Thursday, May 21, 2009

chinese school dropout...

i sat in my little wooden chair with my wrinkled notebook in my lap, under the table, frantically trying to finish my chinese homework as the teacher began choosing the student who would go around collecting them. teacher's pets. disgusting. ok, i'm a hypocrite. in 'regular' school (this is chinese school) i played the part of the teacher's pet. i was the smallest in the class, as per usual, and i was the only chinese girl in the class. so i used it to my advantage, letting the teacher believe that i was the disciplined, sweet little asian girl that all little asian girls should be. hey, it's not my fault she bought into the stereotype. besides, it worked. and, i even got a free snack out of it. lemon cookies that crumbled and melted all over my teeth leaving a sugary film over them.

but, every saturday at chinese school, my guise was up. i was the delinquent in the corner scrambling to finish my chinese writing homework. scribbling the characters down as fast as possible. the problem was, in chinese calligraphy, things need to be precise. each detailed dash, slash, and cross is to be exact to create one uniform character that measures the same in height, width, and length each and every time you write it. it's an art form. and i was basically jackson pollock-ing it. a dirty mess of scrambled lines, crooked dashes, and lost dots scattered about, and not one character contained in the one inch by one inch box provided.

i was busted.

violent red slashes marked entire pages of my homework. like a bloody gash across the face of a gladiator. it seemed to scream across the table as soon as i opened it. calling all the other students' eyes to it like an awful traffic accident. their over-achieving eyes widened in terror. i slammed my flimsy notebook shut, the red rushing to my cheeks. if only they knew i was the teacher's pet during the week, they would not dare judge me.

a week later, i am sitting in the back part of our bronco, a.k.a 'the trunk', hunched over with my erratic pencil re-doing the same homework that got murdered the previous week. i look up at the approaching new york skyline, and pray that the holland tunnel is backed up something awful. some stillness would really do the trick right now. no luck, the tunnel is in the clear and my blotched calligraphy is starting to look like 49 miniature Rorschach inkblot tests. 49 distinct blots to say, "you are psychotic if you think you will ever pass second grade chinese school." the blots were right. i stayed back in second grade chinese school, and eventually dropped out long before i ever reached the halls outside of primary chinese school. you could say i was a chinese school dropout.

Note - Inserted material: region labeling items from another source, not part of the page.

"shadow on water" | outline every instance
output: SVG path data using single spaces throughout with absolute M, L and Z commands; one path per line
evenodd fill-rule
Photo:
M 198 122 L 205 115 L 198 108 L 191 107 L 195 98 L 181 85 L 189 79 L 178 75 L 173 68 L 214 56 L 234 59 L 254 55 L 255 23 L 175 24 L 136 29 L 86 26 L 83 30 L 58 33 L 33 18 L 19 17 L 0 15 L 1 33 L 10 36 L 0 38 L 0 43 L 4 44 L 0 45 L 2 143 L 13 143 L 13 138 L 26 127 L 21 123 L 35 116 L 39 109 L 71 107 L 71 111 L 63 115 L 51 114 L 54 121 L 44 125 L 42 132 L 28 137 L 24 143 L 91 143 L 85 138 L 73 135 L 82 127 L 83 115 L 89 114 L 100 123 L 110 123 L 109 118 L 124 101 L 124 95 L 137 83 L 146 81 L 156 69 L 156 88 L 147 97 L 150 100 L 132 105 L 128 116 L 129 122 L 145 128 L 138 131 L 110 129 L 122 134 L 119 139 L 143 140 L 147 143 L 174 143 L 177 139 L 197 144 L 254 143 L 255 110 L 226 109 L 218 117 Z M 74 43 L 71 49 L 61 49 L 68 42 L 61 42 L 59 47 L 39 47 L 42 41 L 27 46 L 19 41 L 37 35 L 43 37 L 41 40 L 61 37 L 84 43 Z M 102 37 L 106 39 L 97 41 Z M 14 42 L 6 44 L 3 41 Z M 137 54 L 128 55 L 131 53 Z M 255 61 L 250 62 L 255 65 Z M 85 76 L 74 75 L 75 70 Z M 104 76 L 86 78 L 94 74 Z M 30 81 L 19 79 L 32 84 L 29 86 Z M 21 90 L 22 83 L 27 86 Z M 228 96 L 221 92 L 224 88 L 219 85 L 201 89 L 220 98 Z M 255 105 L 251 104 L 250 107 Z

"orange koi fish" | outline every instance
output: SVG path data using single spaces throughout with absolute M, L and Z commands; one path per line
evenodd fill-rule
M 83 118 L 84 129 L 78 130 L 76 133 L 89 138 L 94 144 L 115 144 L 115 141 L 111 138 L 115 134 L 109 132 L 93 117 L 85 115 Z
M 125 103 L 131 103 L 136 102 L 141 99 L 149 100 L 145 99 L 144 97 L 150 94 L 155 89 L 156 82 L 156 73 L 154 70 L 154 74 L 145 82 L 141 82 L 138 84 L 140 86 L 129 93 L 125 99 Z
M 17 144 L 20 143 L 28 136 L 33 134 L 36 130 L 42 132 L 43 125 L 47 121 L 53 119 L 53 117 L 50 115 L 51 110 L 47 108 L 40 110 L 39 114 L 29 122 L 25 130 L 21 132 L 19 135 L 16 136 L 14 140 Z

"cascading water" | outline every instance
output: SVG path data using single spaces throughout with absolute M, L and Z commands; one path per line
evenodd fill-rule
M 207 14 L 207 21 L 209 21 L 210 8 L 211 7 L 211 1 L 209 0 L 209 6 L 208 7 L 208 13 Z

back then, chinatown was different. it had the smell and grime of greasy chinese food all over the streets. i strolled past the school last week and it looks different. cleaner. i thought for sure it would look grimier, and, wow, was that church always there? the hallways were always dark in the school and the bars on the windows made it seem more like a dungeon than a place to further my chinese education. a stroll pass the noodle shops and everything seems to look wiped down. the windows that used to have meat drippings splashed across it are now filled with zagat rating cards and laminated food critic reviews. the cooks who used to have blood and guts caked onto their aprons, are now in button down shirts. i peak inside the restaurant and there are more tourists than locals. chinatown has reinvented itself as the more astute version of the old. it's more tourist-user-friendly, with a museum (the MOCA- Museum of Chinese in America), tons of souvenir shops, and garbage cans on every corner for visitors from all over the world. every silk scarf, red lantern, and tofu shop precisely placed to paint the perfect picture inside that little chinatown box.

i'm not sure why, but i felt ripped off. this unwarranted nostalgia for the dirty tip-toe-around-fish-guts-in-the-gutter chinatown. i had no right to these feelings. i only came out here on saturdays (until my poor calligraphy showing forced me out) and chinese new year (to light firecrackers and run for my life as the dancing lions paraded down the crackling streets), it's not like i grew up here. i didn't have any memories of daily activities in these crooked streets. it's not my home. it's not my upbringing. yet, that feeling of loss was still there.

because what little i did have, was a sense of part of my history here. the part where i looked around and saw the other side of life beyond the suburban nj neighborhoods of colonial homes and split-level houses in different colors with sprawling green yards and abandoned bicycles in the driveway. the part where we got to slurp down oily shrimp and pork dumplings at dim sum. the part where i bought chinese comic books. the part where full-sized chickens hung from the restuarant windows. the part where everyone spoke cantonese. coming to chinatown was entering a different world. a world that was contained inside a split level in suburbia. a bumpy hour-long ride in the bronco trunk, and new york offered up it's dirt to me. gave me the permission to scribble and scrape my way around the culture that ran deep in my parents but only sprinkled on me occasionally. it was chaotic. it was smelly. it was dirty. but it was great.

so maybe i did suck at chinese school, but i still like chinatown as messy as my calligraphy... and i'll keep looking for it. next stop, flushing, queens... the 'real chinatown' in new york now.